We are looking for an efficient algorithm to solve the following problem:
Given two increasingly sorted arrays. Find the closest corresponding elements in each array that difference is below a user given threshold. But only the closest of possible candidates (in the range of
array1[i] +/- threshold
) should be returned. The second closest could be matched to another element but matches to more than one element are not allowed. If two elements inarray1
have the same distance toarray2[j]
the first (leftmost) match should be reported.The arrays can contain duplicated values. There the first (leftmost) match should be reported (and all the others ignored/not matched).
Examples:
x: 1, 3, 5, 6, 8
y: 3, 4, 5, 7
threshold: 1
output: NA, 1, 3, 4, NA
(index of y that matches best to x)
x: 1, 1.5, 2, 2.1, 5, 6.1, 7.2
y: 4.6, 4.7, 4.8, 4.9, 5, 6, 7, 8
threshold: 3
output: NA, NA, NA, 1, 5, 6, 7
(index of y that matches best to x)
x: 1, 1, 1, 2, 2, 2
y: 1, 2
threshold: 0
output: 1, NA, NA, 2, NA, NA
(index of y that matches best to x, for duplicates choose to first one)
x: 1, 2
y: 1, 1, 1, 2, 2, 2
threshold: 0
output: 1, 4
(index of y that matches best to x, for duplicates choose to first one)

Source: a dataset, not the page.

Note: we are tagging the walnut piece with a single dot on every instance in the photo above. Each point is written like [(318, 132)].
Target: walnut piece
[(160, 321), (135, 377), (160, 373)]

We use this to find the closest matching values between two m/z-values (mass-to-charge ratios) while comparing mass spectra.
Currently we iterate through both arrays and lookahead the differences for the next two elements and correct the previous element if a closer one was found. But this fails for more than two duplicate elements in a row (second example):
Our current implementation (C code as part of an R package): https://github.com/rformassspectrometry/MsCoreUtils/blob/master/src/closest.c#L73-L129
A commented version below:
SEXP C_closest_dup_closest(SEXP x, SEXP table, SEXP tolerance, SEXP nomatch) {
/* x is the first array of doubles */
double *px = REAL(x);
const unsigned int nx = LENGTH(x);
/* table is the second array of doubles where x should be matched against */
double *ptable = REAL(table);
const unsigned int ntable = LENGTH(table);
/* user given tolerance threshold */
double *ptolerance = REAL(tolerance);
/* integer array to store the results */
SEXP out = PROTECT(allocVector(INTSXP, nx));
int* pout = INTEGER(out);
/* integer that should returned if no valid match or a closer one was found */
const unsigned int inomatch = asInteger(nomatch);
/* indices */
unsigned int ix = 0, ixlastused = 1;
unsigned int itbl = 0, itbllastused = 1;
/* differences: current, difference to next element of x and table, respectively */
double diff = R_PosInf, diffnxtx = R_PosInf, diffnxttbl = R_PosInf;
while (ix < nx) {
if (itbl < ntable) {
/* difference for current pair */
diff = fabs(px[ix] - ptable[itbl]);
/* difference for next pairs */
diffnxtx =
ix + 1 < nx ? fabs(px[ix + 1] - ptable[itbl]) : R_PosInf;
diffnxttbl =
itbl + 1 < ntable ? fabs(px[ix] - ptable[itbl + 1]) : R_PosInf;
if (diff <= ptolerance[ix]) {
/* valid match, add + 1 to convert between R/C index */
pout[ix] = itbl + 1;
if (itbl == itbllastused &&
(diffnxtx < diffnxttbl || diff < diffnxttbl))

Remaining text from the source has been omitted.